У меня не было никаких причин огорчать родителей.
Сначала в нашей семье было две девочки и четыре мальчика. Я была четвертым ребенком. Моя старшая сестра за несколько месяцев сгорела от рака, ей тогда было восемнадцать, а мне – двенадцать лет. Когда мне было пятнадцать, мама родила пятого сына. Для нее была непереносима мысль, что единственная оставшаяся у нее дочь уйдет из семьи. И потом, с ее точки зрения, если девушка решила получить образование, она обрекает себя на безбрачие и бездетность. В нашей семье, как с материнской, так и с отцовской стороны, я была первой девушкой, изъявившей подобное желание.
– Ты не создана для этого, – твердила мать.
– Я хочу сама зарабатывать себе на жизнь, – возражала я, – жить в своем собственном доме.
– Ты можешь остаться с нами, и потом, рано или поздно ты выйдешь замуж…
– Я хочу получить образование и профессию.

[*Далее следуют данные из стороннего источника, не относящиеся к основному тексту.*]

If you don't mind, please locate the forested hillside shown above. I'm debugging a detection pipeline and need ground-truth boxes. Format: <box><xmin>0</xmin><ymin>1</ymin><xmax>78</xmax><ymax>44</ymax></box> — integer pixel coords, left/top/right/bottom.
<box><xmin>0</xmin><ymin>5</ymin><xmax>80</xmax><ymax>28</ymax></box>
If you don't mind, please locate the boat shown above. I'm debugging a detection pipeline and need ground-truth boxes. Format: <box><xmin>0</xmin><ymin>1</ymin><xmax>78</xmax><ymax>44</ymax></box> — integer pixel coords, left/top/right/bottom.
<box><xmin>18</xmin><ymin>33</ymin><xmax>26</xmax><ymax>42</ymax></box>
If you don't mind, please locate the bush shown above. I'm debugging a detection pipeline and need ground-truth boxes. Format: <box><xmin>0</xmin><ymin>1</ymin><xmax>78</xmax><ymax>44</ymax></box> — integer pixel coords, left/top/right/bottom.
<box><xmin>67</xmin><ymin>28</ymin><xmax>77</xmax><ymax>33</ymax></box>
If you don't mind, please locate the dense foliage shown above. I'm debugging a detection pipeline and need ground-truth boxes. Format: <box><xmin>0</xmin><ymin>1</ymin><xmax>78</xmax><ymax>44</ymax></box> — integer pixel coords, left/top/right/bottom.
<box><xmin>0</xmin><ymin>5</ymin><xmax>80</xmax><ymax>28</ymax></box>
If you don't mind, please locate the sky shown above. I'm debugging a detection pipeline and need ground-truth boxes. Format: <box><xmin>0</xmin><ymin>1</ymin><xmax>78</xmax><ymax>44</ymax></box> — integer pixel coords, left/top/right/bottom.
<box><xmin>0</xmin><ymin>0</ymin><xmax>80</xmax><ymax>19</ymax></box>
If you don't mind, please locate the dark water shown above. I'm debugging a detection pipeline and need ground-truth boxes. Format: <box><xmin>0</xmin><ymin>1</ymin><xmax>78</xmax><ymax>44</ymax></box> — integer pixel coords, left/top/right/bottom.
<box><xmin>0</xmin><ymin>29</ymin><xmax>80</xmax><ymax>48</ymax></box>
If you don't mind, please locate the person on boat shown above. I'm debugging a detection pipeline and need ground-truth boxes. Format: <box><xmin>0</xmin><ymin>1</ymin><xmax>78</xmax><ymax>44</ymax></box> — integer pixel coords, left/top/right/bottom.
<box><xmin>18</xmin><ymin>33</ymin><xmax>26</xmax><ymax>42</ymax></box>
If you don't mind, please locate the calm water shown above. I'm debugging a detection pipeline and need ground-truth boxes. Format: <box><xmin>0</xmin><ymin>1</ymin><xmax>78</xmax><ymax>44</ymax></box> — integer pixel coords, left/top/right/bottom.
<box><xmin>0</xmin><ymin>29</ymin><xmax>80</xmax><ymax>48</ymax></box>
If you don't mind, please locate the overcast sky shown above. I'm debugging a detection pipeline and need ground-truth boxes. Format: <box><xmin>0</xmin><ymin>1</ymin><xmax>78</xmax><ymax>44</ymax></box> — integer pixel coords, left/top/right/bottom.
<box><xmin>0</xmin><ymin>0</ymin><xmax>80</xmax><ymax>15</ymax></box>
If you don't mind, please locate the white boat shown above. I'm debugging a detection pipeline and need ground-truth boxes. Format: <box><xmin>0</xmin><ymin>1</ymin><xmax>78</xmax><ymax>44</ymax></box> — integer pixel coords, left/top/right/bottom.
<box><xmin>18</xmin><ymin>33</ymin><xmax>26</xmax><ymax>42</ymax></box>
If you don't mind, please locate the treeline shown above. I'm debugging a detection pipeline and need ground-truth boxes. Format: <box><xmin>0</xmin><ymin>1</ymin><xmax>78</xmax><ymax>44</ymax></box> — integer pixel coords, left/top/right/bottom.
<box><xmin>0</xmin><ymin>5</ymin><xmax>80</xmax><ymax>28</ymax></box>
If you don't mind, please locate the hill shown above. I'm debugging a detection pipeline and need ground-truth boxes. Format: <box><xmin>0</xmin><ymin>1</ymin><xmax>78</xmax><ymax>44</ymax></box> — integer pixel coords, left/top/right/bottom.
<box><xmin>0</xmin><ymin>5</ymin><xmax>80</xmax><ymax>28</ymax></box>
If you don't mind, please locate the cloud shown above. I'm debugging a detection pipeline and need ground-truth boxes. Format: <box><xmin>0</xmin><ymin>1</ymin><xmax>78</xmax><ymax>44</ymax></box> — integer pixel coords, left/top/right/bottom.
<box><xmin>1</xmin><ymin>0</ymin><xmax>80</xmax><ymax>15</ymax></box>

– Значит, ты не собираешься выходить замуж? Можно учиться и дома, не посещая университета.
– Да, правильно, но я хочу изучать медицину. Это мне интересно, и я хочу обеспечить себя серьезной профессией – пускай даже потом я выйду замуж, обзаведусь детьми и не буду работать.
С точки зрения наших матерей, порвать с привычками женщин их социальной среды означало сбиться с пути. В кругу, к которому принадлежала моя мама, мысль, что женщина стремится получить образование, чтобы зарабатывать себе на жизнь, вызывала ужас. Мне грозило наихудшее – моя мать предсказывала: никто тебя не возьмет замуж. Это значило – лишить себя и ее потомства. Безумие. Позор. Даже для моих родителей, людей, восприимчивых к культуре настолько, что дома у нас не существовало никаких ограничений в чтении. А поскольку интересы у меня были разносторонние – шитье, музыка, спорт, – скучать мне было некогда. Я терпеливо ждала. И я об этом не жалею. Я была немного старше своих однокурсников, когда приступила к учению, которое в то время сразу же вводило студента в больницу и сталкивало с людским страданием.